2  ge-6-18.car1.Manchester1.Level3.net (195.50.119.73)  0.868 ms  0.981 ms  0.770 ms
3  ae-4-90.edge1.Washington4.Level3.net (4.69.149.207)  80.715 ms  80.546 ms  80.671 ms

For a regular network, this would indicate a direct link between Manchester UK and Washington US.  However, this link does not exist.

The Manchester and Washington routers are talking directly between each other, but the underlying path is hidden from view (the actual path travels from Manchester to London before travelling to either New York, Newark or New Jersey in the US and onwards).

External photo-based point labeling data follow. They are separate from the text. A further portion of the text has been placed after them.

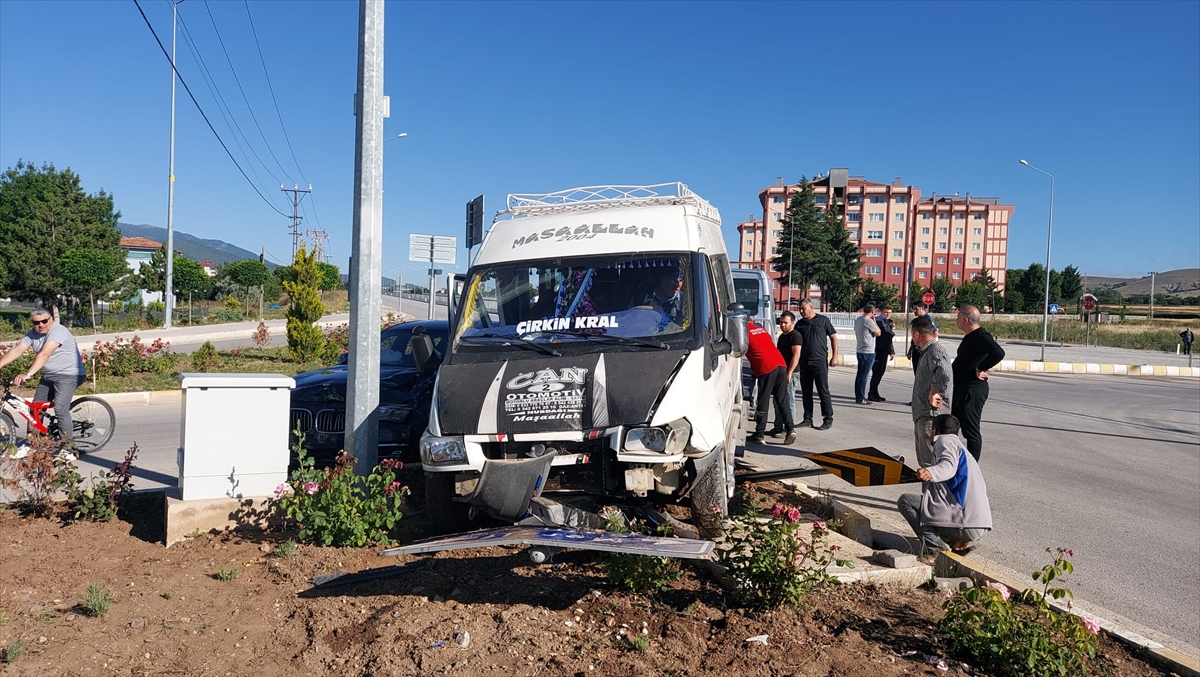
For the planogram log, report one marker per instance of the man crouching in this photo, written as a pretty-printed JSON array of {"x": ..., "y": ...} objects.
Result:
[{"x": 953, "y": 505}]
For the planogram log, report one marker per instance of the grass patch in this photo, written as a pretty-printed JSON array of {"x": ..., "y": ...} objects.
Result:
[{"x": 97, "y": 601}]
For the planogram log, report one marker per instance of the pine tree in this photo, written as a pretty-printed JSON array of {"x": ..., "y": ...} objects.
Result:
[{"x": 305, "y": 339}]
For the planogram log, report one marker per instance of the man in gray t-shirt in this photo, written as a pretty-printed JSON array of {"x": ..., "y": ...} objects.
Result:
[
  {"x": 57, "y": 357},
  {"x": 865, "y": 330}
]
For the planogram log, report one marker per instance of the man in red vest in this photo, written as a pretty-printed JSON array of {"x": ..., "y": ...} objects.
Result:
[{"x": 771, "y": 371}]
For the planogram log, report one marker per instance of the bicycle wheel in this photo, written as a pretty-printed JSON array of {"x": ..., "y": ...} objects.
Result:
[{"x": 94, "y": 423}]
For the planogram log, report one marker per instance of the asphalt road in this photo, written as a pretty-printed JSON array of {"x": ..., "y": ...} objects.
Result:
[{"x": 1107, "y": 466}]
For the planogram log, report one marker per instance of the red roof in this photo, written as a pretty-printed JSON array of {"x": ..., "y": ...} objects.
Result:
[{"x": 139, "y": 244}]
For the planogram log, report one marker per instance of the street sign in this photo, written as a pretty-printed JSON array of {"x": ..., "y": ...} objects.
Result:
[
  {"x": 474, "y": 222},
  {"x": 436, "y": 249}
]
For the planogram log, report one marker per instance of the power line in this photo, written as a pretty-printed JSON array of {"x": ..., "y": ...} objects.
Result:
[
  {"x": 197, "y": 103},
  {"x": 244, "y": 97},
  {"x": 222, "y": 106},
  {"x": 271, "y": 89}
]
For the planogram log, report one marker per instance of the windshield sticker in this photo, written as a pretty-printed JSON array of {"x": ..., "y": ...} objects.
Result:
[
  {"x": 583, "y": 232},
  {"x": 564, "y": 323},
  {"x": 546, "y": 395}
]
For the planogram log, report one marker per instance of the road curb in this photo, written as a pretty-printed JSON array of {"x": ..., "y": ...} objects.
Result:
[
  {"x": 1127, "y": 631},
  {"x": 1035, "y": 366},
  {"x": 144, "y": 397}
]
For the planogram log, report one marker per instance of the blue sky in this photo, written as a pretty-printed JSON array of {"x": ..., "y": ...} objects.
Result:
[{"x": 502, "y": 97}]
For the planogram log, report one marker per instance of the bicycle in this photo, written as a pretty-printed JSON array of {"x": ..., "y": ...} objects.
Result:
[{"x": 91, "y": 419}]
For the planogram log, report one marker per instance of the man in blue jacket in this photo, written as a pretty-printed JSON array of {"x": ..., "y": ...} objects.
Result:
[{"x": 952, "y": 510}]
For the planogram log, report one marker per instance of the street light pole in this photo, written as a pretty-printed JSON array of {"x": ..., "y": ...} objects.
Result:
[
  {"x": 1045, "y": 304},
  {"x": 168, "y": 297}
]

Think of MPLS as a network of tunnels, a tunnel exists between Manchester and Washington.  The path taken between the two may automatically re-route behind the scenes.  It’s entirely possible that it could route via Japan and back (although highly unlikely due to policies) and still only appear as a single hop.

The underlying network will often be OSPF based (an interior gateway routing protocol), calculating the “cost” between two destinations based on a variety of factors.

This makes it very resilient, but very difficult to diagnose.  You now have to diagnose two separate network paths, nested together.